The change also calls in to question just how patient Main Street and Wall Street will be with Johnson, a long-time retail executive who was brought in with high hopes that he'd transform Penney with the same magic that he used to make Apple's stores and Target's cheap chic strategy successful in his previous roles at those companies. The pricing strategy is a tough sale to shoppers who have come to expect deep blockbuster deals and investors who are looking for Penney to turnaround its business quickly.
Johnson, who asked investors to be patient during a meeting with them in May, said he's confident that the pricing strategy will work. Johnson has acknowledged that Penney has a long way to go to convince shoppers not to wait for sales, and said that Penney's first-quarter sales drop is "the price we're paying to get integrity back."
"We thought simplifying 590 unique sale events into three types of pricing would be easier, but it turns out ... customers and others found the pricing a little confusing," he said. "Now we're going from 590 to 3 to 1: The first price is the right price."
Under the new system, Penney is keeping "Every Day" low prices that are consistently 40 percent lower than regular prices before the company eliminated sales. It also will keep period clearance sales, but will change the name of them to "Best Price" to "Clearance." And it will get rid of "Month Long" deals.
To go along with the new pricing, the company will add new advertising. That will include inserts in newspapers every Friday during the back-to-school season will talk about specific products like jeans. A TV ad will tout free haircuts the stores will offer students during the back-to-school season.
That's in contrast to the ads that are part of Penny introduced previously to introduce its new pricing plan. The "fair and square" brand campaign featured TV ads that featured dogs and kids and bright colors - but little explanation of the Penney's pricing.
"In some ways marketing during the first six months entertained versus educated," Johnson said.
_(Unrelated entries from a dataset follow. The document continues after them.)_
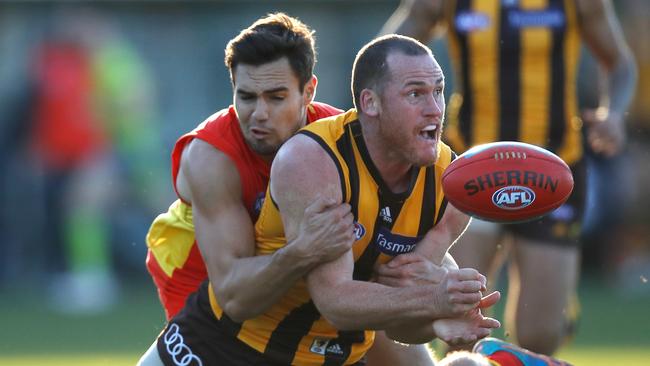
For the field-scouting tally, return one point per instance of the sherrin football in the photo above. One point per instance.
(507, 182)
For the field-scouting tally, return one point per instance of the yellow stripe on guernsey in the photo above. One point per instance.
(172, 227)
(515, 66)
(484, 68)
(534, 72)
(292, 331)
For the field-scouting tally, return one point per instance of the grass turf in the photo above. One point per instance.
(614, 330)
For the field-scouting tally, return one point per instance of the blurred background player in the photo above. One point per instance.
(220, 172)
(515, 68)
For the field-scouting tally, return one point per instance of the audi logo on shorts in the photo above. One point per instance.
(513, 197)
(181, 354)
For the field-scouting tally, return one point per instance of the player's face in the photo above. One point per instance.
(413, 108)
(269, 104)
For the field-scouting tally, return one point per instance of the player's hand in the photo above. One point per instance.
(409, 269)
(459, 292)
(606, 133)
(326, 231)
(466, 329)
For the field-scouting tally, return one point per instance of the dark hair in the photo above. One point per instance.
(270, 38)
(370, 69)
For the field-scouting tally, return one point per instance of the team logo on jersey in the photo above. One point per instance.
(323, 346)
(394, 244)
(551, 18)
(470, 21)
(180, 353)
(513, 197)
(359, 230)
(257, 205)
(385, 215)
(319, 345)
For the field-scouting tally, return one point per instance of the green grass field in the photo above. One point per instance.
(614, 330)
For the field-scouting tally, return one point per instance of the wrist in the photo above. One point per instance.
(292, 256)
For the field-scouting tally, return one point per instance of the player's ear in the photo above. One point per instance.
(369, 102)
(309, 91)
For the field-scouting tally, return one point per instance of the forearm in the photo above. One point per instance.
(621, 85)
(416, 333)
(254, 284)
(368, 305)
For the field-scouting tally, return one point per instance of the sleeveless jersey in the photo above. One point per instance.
(174, 259)
(386, 224)
(515, 74)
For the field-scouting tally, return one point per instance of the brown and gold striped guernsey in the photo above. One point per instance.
(387, 224)
(516, 74)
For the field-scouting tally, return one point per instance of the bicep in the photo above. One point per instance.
(323, 280)
(301, 173)
(222, 226)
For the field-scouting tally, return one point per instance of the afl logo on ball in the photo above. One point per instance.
(513, 197)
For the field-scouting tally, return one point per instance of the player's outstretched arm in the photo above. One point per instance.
(248, 285)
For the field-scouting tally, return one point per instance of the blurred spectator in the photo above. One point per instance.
(626, 250)
(95, 145)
Now, "the most important thing is to educate consumers on the price changes and make sure the core customer understands J.C. Penny still has products they love, at exceptional value, every day."
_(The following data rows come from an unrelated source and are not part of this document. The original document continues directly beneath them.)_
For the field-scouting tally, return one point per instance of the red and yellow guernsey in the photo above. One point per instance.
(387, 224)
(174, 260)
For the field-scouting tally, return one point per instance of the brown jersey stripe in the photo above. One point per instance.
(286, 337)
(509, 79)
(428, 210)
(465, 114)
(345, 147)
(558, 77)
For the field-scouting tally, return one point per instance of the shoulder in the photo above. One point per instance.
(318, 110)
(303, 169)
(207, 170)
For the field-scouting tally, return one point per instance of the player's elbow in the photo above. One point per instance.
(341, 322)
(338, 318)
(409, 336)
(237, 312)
Penney is hoping the new pricing and advertising will help stem growing concern about whether the pricing strategy can help the retailer turn around its business.
The first sign that Penney's new pricing plan wasn't resonating with customers came last week when Macy's CFO Karen Hoguet told analysts that sales were rising at her company's stores that share malls with Penney stores.
Then, J.C. Penney Co. reported that it lost $163 million, or 75 cents a share, in the three months ended April 28, compared with a profit of $64 million, or 28 cents a share, a year earlier. Revenue dropped 20 percent to $3.15 billion for the quarter as customer traffic slipped 10 percent. Meanwhile, revenue at stores open at least a year - a comparison used to measure a retailer's health - fell 18.9 percent. That's much steeper than the 11.4 percent drop Wall Street was expecting.
Investors, who had sent Penney shares soaring 24 percent to about $43 after Johnson announced the pricing plan in late January, have been down about 37 percent since the beginning of the year. On Thursday, shares slipped 49 cents, or 2.2 percent, to $21.51 in midday trading. Then, earlier this month, Standard & Poor's Ratings Services lowered the retailer's credit rating further into junk status, saying changes have yet to take hold.